How to repair a puncture quickly during a race
Work calmly when changing a tube mid-race. It’s all too easy to get angry, frustrated or panicky, none of which help. And follow these six steps…
Kat Matthews pulled out of Ironman Texas with a devastating mechanical this weekend. Many of us fear a flat tyre mid-race – but while not all can be fixed roadside, here are some tips to help should the worst happen.
A mechanical is surely one of the things most triathletes fear. You’ve done the training, you’re in shape and you’ve avoided injury – only for a problem with your bike to see you out of the race through no fault of your physical fitness. Such was the case for GB’s Kat Matthews at Ironman Texas over the weekend, where a catastrophic puncture saw her having to withdraw from the race.
Posting on Instagram after the event she said:
“I failed to achieve the race I wanted yesterday, but critically, only due to circumstances outside of my control and without any negligence on my or my team’s behalf.
“Today holds dampened spirits for sure, it is a big let down for the year.
“☝️Tomorrow we move on, it could prove to be a positive for the priority races and I can’t wait to find out!”
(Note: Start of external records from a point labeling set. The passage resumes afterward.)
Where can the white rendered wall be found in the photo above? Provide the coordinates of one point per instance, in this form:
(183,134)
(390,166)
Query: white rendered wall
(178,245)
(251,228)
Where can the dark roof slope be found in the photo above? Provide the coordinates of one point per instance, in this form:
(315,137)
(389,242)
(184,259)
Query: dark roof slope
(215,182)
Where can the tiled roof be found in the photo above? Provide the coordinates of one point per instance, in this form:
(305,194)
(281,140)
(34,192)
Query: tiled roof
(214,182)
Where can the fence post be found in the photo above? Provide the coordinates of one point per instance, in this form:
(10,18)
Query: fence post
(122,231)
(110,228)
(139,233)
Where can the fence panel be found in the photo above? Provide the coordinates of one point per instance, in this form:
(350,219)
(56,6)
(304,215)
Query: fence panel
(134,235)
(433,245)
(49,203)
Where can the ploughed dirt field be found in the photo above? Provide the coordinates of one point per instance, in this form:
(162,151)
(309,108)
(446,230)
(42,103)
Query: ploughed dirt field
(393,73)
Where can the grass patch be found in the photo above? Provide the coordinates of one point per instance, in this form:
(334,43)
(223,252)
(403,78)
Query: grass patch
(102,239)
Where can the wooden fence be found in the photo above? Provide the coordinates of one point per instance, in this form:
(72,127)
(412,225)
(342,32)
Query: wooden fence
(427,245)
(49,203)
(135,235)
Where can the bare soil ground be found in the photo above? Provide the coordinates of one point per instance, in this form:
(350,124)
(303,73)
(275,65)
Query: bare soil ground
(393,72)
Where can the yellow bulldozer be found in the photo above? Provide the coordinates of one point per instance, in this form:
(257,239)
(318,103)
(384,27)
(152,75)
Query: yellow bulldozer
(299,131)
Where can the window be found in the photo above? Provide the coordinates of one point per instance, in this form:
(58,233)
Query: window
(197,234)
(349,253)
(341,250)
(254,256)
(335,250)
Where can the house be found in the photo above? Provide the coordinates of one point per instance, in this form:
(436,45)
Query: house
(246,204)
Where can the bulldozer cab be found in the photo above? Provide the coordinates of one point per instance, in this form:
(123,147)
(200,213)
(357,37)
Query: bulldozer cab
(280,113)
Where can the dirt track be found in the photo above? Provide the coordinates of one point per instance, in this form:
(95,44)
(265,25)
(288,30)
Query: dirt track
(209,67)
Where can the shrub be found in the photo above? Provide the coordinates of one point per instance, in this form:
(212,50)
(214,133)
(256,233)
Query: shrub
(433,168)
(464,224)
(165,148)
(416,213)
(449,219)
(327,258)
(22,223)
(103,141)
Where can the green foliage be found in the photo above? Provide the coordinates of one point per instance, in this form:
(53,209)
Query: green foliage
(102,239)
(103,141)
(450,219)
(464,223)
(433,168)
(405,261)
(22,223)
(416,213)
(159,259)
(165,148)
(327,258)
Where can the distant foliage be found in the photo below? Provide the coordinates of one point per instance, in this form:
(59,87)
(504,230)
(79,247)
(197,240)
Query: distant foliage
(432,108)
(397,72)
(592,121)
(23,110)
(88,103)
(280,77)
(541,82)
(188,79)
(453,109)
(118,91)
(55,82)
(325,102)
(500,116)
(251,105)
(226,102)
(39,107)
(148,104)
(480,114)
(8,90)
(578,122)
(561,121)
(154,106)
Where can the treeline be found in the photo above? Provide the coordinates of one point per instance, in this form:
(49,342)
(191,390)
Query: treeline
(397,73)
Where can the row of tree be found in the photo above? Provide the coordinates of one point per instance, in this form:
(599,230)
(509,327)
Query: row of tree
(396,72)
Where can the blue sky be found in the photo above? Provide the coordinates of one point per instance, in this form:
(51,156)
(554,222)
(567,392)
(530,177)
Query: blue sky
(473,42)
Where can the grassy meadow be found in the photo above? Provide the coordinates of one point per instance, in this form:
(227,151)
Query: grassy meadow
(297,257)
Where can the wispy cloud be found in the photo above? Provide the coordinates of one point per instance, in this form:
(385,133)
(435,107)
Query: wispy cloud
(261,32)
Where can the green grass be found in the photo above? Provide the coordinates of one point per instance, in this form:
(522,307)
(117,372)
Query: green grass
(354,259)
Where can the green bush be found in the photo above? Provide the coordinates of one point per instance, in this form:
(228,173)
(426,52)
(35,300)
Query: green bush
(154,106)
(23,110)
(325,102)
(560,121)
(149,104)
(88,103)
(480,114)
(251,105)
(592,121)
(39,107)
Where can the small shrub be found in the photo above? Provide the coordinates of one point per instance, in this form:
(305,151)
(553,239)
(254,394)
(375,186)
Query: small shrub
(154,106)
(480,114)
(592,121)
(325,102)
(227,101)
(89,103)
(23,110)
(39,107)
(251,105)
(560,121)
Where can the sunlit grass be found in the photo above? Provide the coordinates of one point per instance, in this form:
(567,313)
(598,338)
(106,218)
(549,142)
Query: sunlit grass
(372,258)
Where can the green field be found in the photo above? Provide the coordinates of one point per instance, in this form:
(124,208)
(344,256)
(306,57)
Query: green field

While Matthews’ bike was beyond repair, many punctures can be fixed during a race and it’s definitely worth all triathletes knowing how to fix their tyres (where possible) as this could be the difference between a bit of time lost (frustrating) and a complete DNF (devastating).
How to fix a puncture
1. Be prepared with all the kit you need on the bike: a spare inner tube, tyre levers and a pump (or a CO2 cartridge with a nozzle adapter). Find our test of the best puncture repair kits here.
2. Take the wheel out of the frame and put the bike down safely off the road. If removing the rear wheel first, click the rear derailleur down so that the chain is sitting on the smallest cog. Loosen the quick-release lever on the brake caliper to allow the tyre out of the gap.
3. Remove one side of the tyre from the rim using the tyre levers. Start near to the valve and work away. Leave the tyre half on the rim and check the inner and outer skins for whatever caused the puncture. Remove the foreign object and check again – there could be more than one.
4. With all nasties out of the tyre, put a very small amount of air into the tube to stop it twisting and push it into the gap between tyre and rim. Make sure you line the valve up completely straight.
5. Push the beading of the tyre back into the rim, starting opposite the valve with two hands working in opposing directions, checking all the time that you are not pinching the tube under the beading.
6. Once the tyre is re-seated correctly, put the wheel back into the bike, securely fasten the quick release and pump the tyre up (or use the CO2 canister). Aim to get the tyre as hard as you can – or to about 100psi if you have a pressure gauge on the pump.